'Wasn't a flying elbow': Kyle Sheen plays down hit on former Oilers star Ryan Smyth

Kyle Sheen says he's being unfairly vilified and threatened for a season-ending blindside hit on former Oilers star Ryan Smyth.

"It wasn't a flying elbow. I didn't have my elbow up. I didn't jump. For people to say that I was targeting Ryan Smyth is false and untrue," Sheen said in a Thursday morning interview with CBC Radio's Edmonton AM countering accusations from Smyth's coach.

"My intent was to finish a clean hit with a guy that was cutting across the middle, trying to score a goal."

In Game 1 of the Alberta senior provincial hockey finals on Saturday, the Lacombe Generals winger appeared to target  Smyth's head.

The Stony Plain Eagles captain was coming down on the left wing when he cut across across the slot and released a backhand shot.

After the shot entered the net, Sheen blindsided Smyth, hitting him solidly in the face.

'It made me feel sick'

Smyth collapsed and laid motionless on the ice. Sheen was ejected from the game.

"To turn around and see him laying there, you could see the blood from the cut on his face on his visor. It was not a good feeling in my stomach. It made me feel sick," said Sheen, 33.

"To sit and watch it, it doesn't look good on the fact that he scores on the play. Personally, I don't like the hit. My shoulder makes contact with his head and that was not my intention at all." 

Sheen said he never intended to deliver a dirty hit, but in the speed of the game, he got lost in the play. By the time he realized the puck was in the net, it was too late to pull back.

"If you look at the video, I've committed to the hit," said Sheen, who has averaged between two and four penalty minutes per game throughout his playing career.

"By the time he releases his backhand, I'm within a stick's length from him … everything happened so fast."

Smyth was taken to hospital after the game for tests and to make sure he hadn't suffered a skull fracture. He's "on the road to recovery" at home and will be assessed by doctors over the next few days, team officials said in a statement.

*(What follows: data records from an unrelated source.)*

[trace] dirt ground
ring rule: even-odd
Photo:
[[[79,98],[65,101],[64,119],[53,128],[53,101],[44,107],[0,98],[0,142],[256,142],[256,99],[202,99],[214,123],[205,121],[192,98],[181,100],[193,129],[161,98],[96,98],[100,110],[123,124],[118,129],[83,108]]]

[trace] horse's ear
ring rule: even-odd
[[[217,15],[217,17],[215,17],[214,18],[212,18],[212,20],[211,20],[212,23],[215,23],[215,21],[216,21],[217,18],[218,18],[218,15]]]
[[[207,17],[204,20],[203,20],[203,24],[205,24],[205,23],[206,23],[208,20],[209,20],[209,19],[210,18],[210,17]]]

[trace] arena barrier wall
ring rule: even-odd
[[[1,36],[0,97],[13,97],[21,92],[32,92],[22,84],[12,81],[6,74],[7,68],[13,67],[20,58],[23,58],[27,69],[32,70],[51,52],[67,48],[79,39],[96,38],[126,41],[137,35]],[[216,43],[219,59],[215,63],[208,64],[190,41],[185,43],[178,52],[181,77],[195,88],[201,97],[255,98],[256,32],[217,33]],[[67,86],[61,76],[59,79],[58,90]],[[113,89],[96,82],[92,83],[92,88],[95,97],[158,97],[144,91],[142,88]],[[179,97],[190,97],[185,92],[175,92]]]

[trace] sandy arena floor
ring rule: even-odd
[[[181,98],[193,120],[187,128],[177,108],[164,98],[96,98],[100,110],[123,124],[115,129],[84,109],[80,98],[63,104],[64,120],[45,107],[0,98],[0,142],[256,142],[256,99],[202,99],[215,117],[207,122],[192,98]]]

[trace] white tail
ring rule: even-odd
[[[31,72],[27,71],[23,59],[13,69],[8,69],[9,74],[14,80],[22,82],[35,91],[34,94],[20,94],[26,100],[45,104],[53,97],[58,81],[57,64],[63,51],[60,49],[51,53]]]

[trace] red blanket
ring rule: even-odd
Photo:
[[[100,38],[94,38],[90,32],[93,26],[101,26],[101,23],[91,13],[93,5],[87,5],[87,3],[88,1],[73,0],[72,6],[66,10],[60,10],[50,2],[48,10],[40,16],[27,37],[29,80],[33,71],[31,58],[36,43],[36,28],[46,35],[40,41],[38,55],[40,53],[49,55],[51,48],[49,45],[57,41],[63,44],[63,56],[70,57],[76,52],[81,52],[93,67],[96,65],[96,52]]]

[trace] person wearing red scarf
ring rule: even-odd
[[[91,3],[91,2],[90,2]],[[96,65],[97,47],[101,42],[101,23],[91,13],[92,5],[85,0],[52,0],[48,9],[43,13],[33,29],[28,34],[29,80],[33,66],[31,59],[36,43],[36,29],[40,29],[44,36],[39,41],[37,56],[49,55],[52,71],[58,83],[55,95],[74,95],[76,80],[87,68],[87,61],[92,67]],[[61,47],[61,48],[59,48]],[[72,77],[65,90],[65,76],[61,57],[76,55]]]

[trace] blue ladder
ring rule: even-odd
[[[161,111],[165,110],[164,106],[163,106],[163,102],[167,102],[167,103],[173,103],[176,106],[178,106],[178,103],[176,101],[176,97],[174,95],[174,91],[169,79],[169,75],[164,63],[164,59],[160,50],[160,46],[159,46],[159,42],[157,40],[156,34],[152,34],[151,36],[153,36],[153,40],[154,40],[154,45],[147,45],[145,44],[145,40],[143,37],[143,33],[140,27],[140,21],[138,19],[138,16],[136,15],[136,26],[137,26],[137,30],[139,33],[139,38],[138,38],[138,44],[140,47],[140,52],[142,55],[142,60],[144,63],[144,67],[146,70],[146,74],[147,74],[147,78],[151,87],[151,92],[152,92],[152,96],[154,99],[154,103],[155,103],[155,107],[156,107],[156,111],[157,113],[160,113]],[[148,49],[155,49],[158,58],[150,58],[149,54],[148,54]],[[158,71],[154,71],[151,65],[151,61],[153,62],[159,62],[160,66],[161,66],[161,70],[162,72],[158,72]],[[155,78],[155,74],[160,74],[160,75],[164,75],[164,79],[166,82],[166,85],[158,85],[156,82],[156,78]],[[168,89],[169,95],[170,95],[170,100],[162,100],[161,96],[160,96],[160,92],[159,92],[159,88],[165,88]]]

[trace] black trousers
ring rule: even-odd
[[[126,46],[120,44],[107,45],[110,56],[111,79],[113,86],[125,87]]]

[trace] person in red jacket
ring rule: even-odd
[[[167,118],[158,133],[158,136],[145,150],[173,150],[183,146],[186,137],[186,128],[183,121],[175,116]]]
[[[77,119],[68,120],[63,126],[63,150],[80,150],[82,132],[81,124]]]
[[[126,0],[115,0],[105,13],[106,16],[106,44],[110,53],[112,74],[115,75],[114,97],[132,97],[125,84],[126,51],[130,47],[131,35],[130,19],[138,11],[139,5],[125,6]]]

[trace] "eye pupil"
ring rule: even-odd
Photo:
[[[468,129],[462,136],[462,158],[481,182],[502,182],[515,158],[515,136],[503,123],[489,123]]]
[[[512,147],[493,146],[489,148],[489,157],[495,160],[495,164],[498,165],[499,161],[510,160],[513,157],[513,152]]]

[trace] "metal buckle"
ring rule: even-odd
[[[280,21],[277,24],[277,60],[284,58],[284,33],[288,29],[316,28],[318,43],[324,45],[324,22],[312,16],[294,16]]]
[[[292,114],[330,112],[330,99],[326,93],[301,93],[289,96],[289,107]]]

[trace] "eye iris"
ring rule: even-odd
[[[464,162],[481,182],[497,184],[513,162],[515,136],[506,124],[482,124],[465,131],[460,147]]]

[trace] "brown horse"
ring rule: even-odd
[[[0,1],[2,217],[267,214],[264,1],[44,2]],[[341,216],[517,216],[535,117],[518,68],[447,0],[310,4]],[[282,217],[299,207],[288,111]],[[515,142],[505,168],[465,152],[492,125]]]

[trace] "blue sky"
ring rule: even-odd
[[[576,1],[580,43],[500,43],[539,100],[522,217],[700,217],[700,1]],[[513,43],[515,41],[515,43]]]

He's not expected to rejoin the series.

'My head on a pike' 

Sheen was assessed a match penalty on the play and is unsure when the suspension will be lifted. There may be supplemental discipline from the league.

Even so, he's more concerned about the vitriol he's receiving from strangers on social media.

He's been flooded with dozens of angry messages, even death threats.

"I've got a guy telling me that if I don't formally, publicly apologize to Ryan that I'm going to get a beat down, and the conversation goes on that there are already plans to have my head on a pike," Sheen said.

"And some guy just wrote that I need to die painfully of cancer. That's a line that's been crossed."

Sheen hasn't spoken to Smyth since Saturday's game, but said he left a voicemail, wishing him a quick recovery.

"It was a gut-wrenching feeling to seeing him laying there. I've laid out a thousand hits over the last 16 years and not once have I injured somebody like that," he said.

"I respect him as a hockey player. I think he's done wonders for the hockey community.

"I don't want to see him hurt. I want him to have a speedy recovery and join this league again."